Pre pregnancy counselling is the cornerstone of management. It allows early detection, assessment of severity and treatment of medical complications, control of hypertension, laser therapy for proliferative retinopathy, to switch to insulin and to stop oral hypoglycemic agents (OHA), and optimization of glycemic control (HbAlC < 6.5%) at least 6 months before contemplating pregnancy.

Medical Management
Diet and Exercise

This is the main stay of treatment. Carbohydrates with a low glycemic index like bran (resulting in sustained slow release of glucose) are advised.
The ADA recommends that normal weight women consume 30-32 Kcal/kg in the second half of pregnancy.

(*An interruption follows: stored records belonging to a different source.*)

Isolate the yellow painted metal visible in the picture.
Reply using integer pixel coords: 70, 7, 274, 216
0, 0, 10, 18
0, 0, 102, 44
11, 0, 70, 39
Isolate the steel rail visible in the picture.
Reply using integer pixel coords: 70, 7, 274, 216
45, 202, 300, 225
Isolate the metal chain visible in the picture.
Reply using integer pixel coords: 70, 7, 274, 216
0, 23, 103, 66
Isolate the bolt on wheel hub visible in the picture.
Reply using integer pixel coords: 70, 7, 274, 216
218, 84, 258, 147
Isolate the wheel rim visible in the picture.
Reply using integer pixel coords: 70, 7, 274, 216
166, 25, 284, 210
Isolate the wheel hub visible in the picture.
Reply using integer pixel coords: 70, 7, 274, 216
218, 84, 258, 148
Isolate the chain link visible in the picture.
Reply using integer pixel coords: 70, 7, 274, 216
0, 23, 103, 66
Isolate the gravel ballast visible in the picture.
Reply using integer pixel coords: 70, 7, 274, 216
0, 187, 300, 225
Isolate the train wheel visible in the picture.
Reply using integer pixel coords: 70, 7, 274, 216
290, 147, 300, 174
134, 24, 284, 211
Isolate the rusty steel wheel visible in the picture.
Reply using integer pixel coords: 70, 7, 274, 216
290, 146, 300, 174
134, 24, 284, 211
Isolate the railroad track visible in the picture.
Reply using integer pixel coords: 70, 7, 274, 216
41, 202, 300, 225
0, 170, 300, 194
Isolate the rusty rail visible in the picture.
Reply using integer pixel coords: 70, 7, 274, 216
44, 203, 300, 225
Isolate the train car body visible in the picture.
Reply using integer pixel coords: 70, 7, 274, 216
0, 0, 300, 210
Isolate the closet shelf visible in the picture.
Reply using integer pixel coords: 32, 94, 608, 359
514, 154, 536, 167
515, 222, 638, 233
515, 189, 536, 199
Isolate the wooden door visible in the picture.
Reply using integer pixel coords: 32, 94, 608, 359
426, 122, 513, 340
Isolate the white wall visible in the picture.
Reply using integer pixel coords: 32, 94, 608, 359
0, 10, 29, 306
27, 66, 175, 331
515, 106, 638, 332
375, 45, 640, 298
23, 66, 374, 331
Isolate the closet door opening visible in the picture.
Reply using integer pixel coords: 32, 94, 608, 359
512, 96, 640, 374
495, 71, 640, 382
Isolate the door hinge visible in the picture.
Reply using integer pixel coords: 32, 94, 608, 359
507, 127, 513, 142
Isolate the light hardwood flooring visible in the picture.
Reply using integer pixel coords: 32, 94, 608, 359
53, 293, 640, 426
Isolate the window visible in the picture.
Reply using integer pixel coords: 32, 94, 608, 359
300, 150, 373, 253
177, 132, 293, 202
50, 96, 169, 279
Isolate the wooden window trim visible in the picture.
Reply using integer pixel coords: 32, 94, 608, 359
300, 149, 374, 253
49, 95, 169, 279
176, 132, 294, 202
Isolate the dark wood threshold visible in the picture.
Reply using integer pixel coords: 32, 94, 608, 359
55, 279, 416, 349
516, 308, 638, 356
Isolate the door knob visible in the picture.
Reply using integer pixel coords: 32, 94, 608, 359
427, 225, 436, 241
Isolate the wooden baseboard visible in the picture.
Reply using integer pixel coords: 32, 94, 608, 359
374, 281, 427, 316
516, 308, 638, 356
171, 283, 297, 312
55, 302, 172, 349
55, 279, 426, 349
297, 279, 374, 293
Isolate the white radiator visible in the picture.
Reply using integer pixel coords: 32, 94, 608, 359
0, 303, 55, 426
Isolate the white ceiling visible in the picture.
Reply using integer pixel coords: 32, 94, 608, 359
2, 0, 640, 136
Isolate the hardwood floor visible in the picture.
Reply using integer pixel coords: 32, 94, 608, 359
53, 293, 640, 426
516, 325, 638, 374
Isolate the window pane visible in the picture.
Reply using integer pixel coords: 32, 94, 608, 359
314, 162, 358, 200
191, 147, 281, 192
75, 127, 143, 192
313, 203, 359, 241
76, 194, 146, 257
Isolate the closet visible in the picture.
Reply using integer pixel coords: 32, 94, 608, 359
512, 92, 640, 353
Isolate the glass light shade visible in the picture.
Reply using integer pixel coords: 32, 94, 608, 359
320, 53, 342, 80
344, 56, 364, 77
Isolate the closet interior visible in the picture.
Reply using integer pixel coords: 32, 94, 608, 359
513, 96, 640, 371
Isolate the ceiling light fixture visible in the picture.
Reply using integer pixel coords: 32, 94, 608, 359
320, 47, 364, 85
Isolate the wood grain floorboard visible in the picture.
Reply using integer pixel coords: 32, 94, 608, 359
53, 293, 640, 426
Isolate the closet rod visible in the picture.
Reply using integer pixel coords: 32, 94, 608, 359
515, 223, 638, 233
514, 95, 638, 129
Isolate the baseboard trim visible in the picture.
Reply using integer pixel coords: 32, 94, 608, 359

Persistent postprandial hyperglycemia (>7.5-8.0 mmol/1) or fasting hyperglycemia (> 6.0 mmol/L) despite compliance with diet is an indication for introduction of insulin therapy. It is usually given as short acting insulin before meals, although in more severe cases intermediate acting insulin at night may be added.
  • Glyburide: This sulphonylurea enhances insulin secretions and does not significantly cross the placenta. It serves as a suitable alternative to insulin for the treatment of GDM with similar perinatal outcomes.
    However, it should not be used in the first trimester and has the disadvantage that it sometimes takes more than one week to observe the effects of dose titrations,
  • Metformin: In women with PCOS, metformin may be safe and may reduce the risk of miscarriage and the development of GDM when used for the entire pregnancy.

Loss of weight prior to pregnancy following appropriate diet and life style modifications and regular exercise result in reduction in the risk of development of type 2 diabetes mellitus, and gestational diabetes mellitus in some patients but not in very susceptible individuals.